# Hideaway actuators: Some good, some bad?



## MO Goat (Apr 7, 2011)

I see varying prices on hideaway actuators from different suppliers and I've recently heard that some are great and some are way below par.

Does anyone have any experience with good ones? Any makes to stay away from? Are they all from the same supplier anyways? 

I haven't come across any full rebuild kits. Is that the route to go? 

Any other tips like should I replace the bushings while I'm in there? I assume "yes". Reuse the vacuum canister or buy a fresh one? Etc.

Thank you.


----------



## jmt455 (Mar 26, 2012)

I just rebuilt mine this week...they work perfectly now.
AMES Performance, Performance Years and Inline Tube (probably others also) sell all the repair parts.
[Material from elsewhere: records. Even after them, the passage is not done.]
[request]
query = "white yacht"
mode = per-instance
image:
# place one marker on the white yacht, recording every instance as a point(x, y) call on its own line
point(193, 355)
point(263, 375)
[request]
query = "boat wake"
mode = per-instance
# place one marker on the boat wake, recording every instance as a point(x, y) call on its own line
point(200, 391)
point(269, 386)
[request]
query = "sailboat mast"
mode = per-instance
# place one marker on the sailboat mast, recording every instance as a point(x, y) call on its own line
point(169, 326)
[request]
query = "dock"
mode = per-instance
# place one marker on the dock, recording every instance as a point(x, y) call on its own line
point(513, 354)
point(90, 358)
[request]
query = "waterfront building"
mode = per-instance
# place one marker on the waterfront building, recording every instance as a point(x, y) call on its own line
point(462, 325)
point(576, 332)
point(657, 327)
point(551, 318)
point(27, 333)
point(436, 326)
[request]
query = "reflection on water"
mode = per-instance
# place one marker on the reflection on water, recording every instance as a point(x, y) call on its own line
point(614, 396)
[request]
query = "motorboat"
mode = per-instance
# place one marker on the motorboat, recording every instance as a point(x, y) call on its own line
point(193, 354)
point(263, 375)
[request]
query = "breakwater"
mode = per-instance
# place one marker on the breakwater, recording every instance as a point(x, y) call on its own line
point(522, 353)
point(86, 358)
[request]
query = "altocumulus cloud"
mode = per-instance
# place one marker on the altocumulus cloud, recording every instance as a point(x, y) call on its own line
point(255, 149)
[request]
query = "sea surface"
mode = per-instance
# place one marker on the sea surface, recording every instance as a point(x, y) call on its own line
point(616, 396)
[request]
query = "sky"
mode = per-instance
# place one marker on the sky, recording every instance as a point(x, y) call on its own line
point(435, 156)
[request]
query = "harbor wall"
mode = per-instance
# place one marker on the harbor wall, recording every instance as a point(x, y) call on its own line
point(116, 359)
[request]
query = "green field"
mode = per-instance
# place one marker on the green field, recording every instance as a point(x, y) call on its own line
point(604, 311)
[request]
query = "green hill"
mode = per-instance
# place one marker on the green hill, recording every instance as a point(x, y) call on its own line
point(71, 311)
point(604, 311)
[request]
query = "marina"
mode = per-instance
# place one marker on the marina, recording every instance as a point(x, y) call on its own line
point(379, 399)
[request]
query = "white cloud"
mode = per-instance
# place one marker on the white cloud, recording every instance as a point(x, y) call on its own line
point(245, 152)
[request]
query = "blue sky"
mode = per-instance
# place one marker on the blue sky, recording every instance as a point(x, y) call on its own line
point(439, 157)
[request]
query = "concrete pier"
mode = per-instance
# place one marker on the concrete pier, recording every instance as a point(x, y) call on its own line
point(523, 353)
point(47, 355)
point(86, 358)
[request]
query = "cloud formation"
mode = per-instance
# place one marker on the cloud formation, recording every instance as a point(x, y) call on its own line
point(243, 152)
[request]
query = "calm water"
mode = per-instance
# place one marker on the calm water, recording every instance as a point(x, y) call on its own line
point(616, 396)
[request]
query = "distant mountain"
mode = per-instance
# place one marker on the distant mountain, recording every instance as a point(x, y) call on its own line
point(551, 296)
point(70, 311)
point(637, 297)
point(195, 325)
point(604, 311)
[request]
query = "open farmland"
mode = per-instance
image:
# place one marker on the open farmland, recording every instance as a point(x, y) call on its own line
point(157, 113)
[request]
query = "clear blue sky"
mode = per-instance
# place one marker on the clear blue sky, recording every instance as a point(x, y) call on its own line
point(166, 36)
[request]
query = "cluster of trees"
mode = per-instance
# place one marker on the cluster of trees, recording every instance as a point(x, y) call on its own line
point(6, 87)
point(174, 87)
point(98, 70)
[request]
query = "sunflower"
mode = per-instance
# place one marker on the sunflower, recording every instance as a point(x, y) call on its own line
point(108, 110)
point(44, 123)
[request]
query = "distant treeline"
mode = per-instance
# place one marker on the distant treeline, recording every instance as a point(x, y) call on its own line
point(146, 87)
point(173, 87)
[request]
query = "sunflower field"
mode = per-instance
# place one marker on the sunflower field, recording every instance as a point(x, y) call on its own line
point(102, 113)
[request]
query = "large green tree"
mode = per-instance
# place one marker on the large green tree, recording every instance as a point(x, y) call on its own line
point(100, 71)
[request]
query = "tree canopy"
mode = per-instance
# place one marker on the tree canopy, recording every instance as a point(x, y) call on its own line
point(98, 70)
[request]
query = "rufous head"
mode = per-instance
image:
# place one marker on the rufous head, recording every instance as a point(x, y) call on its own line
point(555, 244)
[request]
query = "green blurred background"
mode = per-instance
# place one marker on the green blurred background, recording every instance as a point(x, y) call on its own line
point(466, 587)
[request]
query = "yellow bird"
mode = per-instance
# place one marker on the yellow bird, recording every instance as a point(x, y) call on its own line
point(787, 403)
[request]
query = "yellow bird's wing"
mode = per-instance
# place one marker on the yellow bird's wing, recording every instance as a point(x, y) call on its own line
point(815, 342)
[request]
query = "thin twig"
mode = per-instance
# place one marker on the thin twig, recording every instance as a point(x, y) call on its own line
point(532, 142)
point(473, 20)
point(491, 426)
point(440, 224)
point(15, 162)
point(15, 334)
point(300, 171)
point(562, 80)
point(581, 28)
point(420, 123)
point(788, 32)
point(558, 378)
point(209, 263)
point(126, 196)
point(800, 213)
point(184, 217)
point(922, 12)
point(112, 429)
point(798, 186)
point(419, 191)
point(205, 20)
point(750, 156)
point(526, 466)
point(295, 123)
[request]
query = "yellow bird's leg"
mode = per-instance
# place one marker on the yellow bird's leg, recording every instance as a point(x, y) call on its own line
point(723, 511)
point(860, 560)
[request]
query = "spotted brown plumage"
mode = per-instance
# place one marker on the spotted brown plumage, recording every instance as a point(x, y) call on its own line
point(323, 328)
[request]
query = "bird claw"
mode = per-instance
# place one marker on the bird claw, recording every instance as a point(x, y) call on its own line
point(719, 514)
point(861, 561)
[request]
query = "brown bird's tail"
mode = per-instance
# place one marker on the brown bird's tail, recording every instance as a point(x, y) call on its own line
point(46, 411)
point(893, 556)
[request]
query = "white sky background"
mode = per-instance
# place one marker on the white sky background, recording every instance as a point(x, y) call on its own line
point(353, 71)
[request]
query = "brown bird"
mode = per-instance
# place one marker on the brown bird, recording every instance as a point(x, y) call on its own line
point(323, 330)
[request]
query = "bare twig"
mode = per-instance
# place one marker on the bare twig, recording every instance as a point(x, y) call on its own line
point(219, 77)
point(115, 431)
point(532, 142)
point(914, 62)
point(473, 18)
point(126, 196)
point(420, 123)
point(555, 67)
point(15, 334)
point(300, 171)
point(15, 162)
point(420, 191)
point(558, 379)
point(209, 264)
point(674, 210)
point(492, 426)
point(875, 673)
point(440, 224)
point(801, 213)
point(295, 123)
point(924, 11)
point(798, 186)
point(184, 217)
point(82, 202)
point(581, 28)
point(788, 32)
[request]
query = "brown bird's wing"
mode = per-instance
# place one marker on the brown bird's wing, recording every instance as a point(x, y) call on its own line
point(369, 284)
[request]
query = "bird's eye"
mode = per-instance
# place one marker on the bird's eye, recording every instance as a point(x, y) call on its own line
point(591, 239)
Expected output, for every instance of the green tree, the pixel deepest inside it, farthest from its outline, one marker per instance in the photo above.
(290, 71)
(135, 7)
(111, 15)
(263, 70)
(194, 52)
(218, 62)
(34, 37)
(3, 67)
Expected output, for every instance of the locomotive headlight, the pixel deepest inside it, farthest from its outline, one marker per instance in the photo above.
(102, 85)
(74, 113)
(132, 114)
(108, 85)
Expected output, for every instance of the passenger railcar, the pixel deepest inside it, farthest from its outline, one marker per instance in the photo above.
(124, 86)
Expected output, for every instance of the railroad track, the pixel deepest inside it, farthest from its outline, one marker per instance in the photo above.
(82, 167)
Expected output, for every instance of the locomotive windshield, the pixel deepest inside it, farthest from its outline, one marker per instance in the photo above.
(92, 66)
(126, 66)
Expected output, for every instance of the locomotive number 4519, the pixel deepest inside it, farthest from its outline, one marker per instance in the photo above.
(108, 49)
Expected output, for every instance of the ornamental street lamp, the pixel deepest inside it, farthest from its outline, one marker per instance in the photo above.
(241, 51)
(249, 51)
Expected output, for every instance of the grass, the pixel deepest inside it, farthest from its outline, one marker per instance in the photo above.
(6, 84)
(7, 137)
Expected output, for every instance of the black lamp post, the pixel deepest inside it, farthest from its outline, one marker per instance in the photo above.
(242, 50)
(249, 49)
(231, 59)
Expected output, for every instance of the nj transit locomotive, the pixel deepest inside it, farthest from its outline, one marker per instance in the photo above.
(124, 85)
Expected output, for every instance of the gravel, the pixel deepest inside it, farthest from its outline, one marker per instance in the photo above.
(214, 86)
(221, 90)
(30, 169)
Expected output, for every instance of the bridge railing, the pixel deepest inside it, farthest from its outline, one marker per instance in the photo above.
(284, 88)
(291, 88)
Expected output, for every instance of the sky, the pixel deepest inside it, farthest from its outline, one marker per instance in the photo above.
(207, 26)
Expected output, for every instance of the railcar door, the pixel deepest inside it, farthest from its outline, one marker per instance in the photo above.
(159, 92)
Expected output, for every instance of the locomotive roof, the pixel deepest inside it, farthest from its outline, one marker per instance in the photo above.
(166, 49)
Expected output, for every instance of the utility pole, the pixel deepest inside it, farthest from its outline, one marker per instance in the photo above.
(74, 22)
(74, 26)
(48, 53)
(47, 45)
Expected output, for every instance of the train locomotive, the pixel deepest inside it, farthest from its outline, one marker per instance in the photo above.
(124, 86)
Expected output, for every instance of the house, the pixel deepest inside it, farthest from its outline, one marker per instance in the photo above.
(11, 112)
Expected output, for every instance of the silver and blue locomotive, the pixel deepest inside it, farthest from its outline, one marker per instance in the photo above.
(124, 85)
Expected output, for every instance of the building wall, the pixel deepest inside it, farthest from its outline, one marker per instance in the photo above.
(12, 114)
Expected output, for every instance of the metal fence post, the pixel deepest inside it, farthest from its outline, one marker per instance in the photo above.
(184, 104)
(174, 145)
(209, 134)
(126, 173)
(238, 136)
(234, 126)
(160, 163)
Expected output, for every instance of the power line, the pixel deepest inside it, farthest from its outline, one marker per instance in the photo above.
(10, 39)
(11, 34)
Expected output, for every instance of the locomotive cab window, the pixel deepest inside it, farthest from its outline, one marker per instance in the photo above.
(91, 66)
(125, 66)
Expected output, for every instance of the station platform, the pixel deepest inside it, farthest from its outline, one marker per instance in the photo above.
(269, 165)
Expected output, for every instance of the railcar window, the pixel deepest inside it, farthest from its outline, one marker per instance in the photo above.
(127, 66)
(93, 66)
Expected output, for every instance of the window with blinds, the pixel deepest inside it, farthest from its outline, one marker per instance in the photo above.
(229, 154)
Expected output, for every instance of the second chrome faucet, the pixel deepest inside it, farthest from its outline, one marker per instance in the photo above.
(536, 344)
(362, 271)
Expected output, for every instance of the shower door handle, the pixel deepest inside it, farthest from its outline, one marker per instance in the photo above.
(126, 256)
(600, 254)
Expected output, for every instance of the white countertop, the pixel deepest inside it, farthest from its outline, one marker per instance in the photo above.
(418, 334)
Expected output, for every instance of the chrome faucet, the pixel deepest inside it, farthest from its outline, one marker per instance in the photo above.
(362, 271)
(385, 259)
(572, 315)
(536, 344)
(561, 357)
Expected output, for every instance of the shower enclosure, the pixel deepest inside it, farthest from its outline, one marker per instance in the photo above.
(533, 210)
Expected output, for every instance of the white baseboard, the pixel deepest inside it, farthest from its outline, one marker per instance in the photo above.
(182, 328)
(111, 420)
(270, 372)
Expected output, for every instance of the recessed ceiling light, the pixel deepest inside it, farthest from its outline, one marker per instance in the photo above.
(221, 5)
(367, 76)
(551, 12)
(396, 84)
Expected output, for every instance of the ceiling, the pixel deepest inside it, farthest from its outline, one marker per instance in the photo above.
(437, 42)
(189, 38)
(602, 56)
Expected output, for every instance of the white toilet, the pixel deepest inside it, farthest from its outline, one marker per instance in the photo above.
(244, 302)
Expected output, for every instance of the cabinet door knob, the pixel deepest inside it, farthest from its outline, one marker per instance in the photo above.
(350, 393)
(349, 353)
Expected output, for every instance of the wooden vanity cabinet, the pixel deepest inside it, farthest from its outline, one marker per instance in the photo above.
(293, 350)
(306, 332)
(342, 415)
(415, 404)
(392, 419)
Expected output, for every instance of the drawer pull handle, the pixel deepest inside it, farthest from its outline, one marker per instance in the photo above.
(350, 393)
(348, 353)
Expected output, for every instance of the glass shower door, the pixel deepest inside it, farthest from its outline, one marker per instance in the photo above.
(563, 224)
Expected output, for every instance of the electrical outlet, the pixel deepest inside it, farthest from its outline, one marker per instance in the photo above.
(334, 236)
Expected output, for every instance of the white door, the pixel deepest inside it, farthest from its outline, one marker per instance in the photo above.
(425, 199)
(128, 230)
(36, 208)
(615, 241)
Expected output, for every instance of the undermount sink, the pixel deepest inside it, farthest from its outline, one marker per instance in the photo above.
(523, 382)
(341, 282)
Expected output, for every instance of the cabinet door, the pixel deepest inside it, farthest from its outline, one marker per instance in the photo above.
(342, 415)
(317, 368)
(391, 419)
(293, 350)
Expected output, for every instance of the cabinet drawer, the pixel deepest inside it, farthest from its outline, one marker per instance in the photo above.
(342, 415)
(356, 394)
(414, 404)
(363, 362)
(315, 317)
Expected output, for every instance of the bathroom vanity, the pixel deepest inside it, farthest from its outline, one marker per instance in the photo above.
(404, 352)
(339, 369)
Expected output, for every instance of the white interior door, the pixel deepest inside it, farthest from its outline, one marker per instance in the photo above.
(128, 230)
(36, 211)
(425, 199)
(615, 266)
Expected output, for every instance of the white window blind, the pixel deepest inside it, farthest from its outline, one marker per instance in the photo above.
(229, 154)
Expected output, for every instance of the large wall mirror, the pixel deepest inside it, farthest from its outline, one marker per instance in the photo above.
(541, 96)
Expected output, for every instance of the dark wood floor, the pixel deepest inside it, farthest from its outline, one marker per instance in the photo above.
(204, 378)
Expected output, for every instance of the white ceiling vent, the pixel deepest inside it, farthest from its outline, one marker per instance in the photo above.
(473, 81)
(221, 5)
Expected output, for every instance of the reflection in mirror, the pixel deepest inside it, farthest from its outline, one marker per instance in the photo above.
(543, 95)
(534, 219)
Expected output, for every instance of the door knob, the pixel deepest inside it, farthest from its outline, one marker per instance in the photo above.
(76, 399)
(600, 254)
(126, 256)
The upper seal and bellows made mine work like new.

I would replace all the bushings and the door stops...might as well do it while you're in there.
I'd reuse the canister if it's not showing any corrosion.


----------



## MO Goat (Apr 7, 2011)

Thanks for the tip and I looked through my Ames "toy catalog" and saw the upper seal (part #146A) but didn't notice a "bellow". Any suggestions?

Also, are the headlight door savers worth buying? Probably need to buy the hose kit too.

What paint did you use to repaint the covers the stock gray? Sand and primer first?


----------



## jmt455 (Mar 26, 2012)

What I called bellows is the dust boot. AMES part # B146AK.

If you're asking about the paint color of the headlight doors, you can probably get the exact, correct "argent" color blended at an auto body supply store. I have found that krylon's "dull aluminum" is a very close match. 

I've never used the door savers, but I plan to order a pair for my car.
HTH.


----------



## BearGFR (Aug 25, 2008)

I had my local auto-body supplier mix me up a quart of Nason single-stage urethane Argent Silver that looks really good. You can probably find the Ditzler paint code laying around on the internet somewhere that any supplier should be able to cross-reference.

The mix code on the label of mine says:
Mix Size 32.0 oz
430-32 Bright Med Aluminum 295.1
430-02 Carbon Black 14.1
435-91 Urethane Binder 612.7

The paint "line" is Nason Ful-Thane 2k Urethane. Nason is DuPont's "economy" line.

Bear


----------